Strictly speaking, they are not required to get functional output clocks. They may be required to get high-performance, low-noise output clocks.

The LMK0482x has many internal LDOs to filter spurious influences in the <20MHz range, and on-chip bypass capacitance and bondwire inductance that forms low-pass filters cutting off spurious noise in the >200MHz range. Broadly speaking, these numbers can vary a bit, but the key takeaway is that there is an interval of about a decade from low 10s of MHz to low 100s of MHz where there are no mechanisms on-chip to filter out spurious influence.

• At a minimum, we recommend placing ferrite beads between clock output power supplies that have different operating frequencies, since clock frequencies are commonly in the unfiltered range or have harmonics in that range. A second ferrite on top of all the clock supplies is generally not needed.
• If OSCin and OSCout are the same frequency, or if OSCout is unused, those supplies can share a ferrite bead. If OSCin is the same frequency as one of the clock output groups, this also allows OSCin (and possibly OSCout) to share a ferrite bead with one or more of the CLKout supplies. The one case where this isn't recommended is for extremely tight (<1ps) POR-to-POR variation in OSCin to CLKout phase skew, and even this can be mitigated with ZDM and careful SYNC setup.
• The N-divider supply doesn't usually need a ferrite bead since the noise is high frequency and is all contained on-chip.
• We strongly recommend a ferrite on PLL2 charge pump (CP) supply. There's no LDO on this supply, and it can inject spurs directly onto the control voltage of the VCO, which will show up on all outputs. The PLL loop bandwidth helps to reject some of these spurs at higher frequencies, but for sub-100MHz spurs a ferrite bead can help a lot.
• Again, a separate secondary ferrite bead for the PLL2 supplies is probably unnecessary.
• The other supplies are combined for several reasons:
  • The LDO on the VCO is designed for large PSRR in-band.
  • We know the noise profile of the digital supply, and it's either rejected by the LDO or contained on-chip.
  • PLL1 supplies operate on a PLL with such low loop bandwidth that any noise from the digital supplies will not impact the overall phase noise performance. The VCO supply does not really emit noise - the primary spur is in the GHz range, and this is contained on-chip.

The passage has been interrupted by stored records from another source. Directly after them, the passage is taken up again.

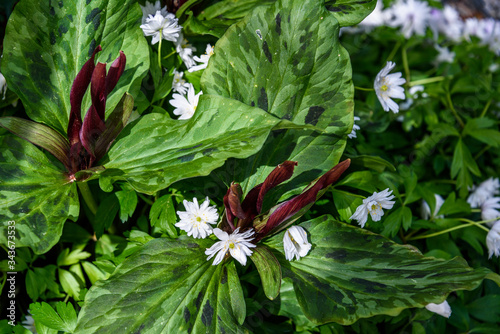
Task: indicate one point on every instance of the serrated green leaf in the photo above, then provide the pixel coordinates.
(287, 61)
(167, 286)
(351, 273)
(156, 151)
(35, 194)
(269, 270)
(350, 12)
(49, 42)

  • The only possible noise contamination is from CLKinX to VCO, if one is not a strict multiple of the other. It may be worthwhile to separate the PLL1 supply from the other two with a ferrite bead, if the input frequency is in the 10-100MHz range.

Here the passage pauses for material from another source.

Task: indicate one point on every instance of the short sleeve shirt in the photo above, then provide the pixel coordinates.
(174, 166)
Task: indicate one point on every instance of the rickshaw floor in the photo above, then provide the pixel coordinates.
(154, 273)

In the end, the decision of how many ferrite beads to use comes down to your application's tolerance for spurious noise. If you need the best performance you can get, place the ferrites to isolate dissimilar 10-200MHz signals from each other. You can relax the ferrite requirements if your application is tolerant to spurs, or has lax jitter requirements (e.g. digital clocks that just need distinct monotonic signals). I generally advise people to at least place some footprints for ferrite beads, and if you don't need them you can put 0Ω resistors in instead - the overall cost difference is pretty negligible if it turns out you don't need these components, and is much cheaper than a re-spin of the PCB if it turns out you do need them.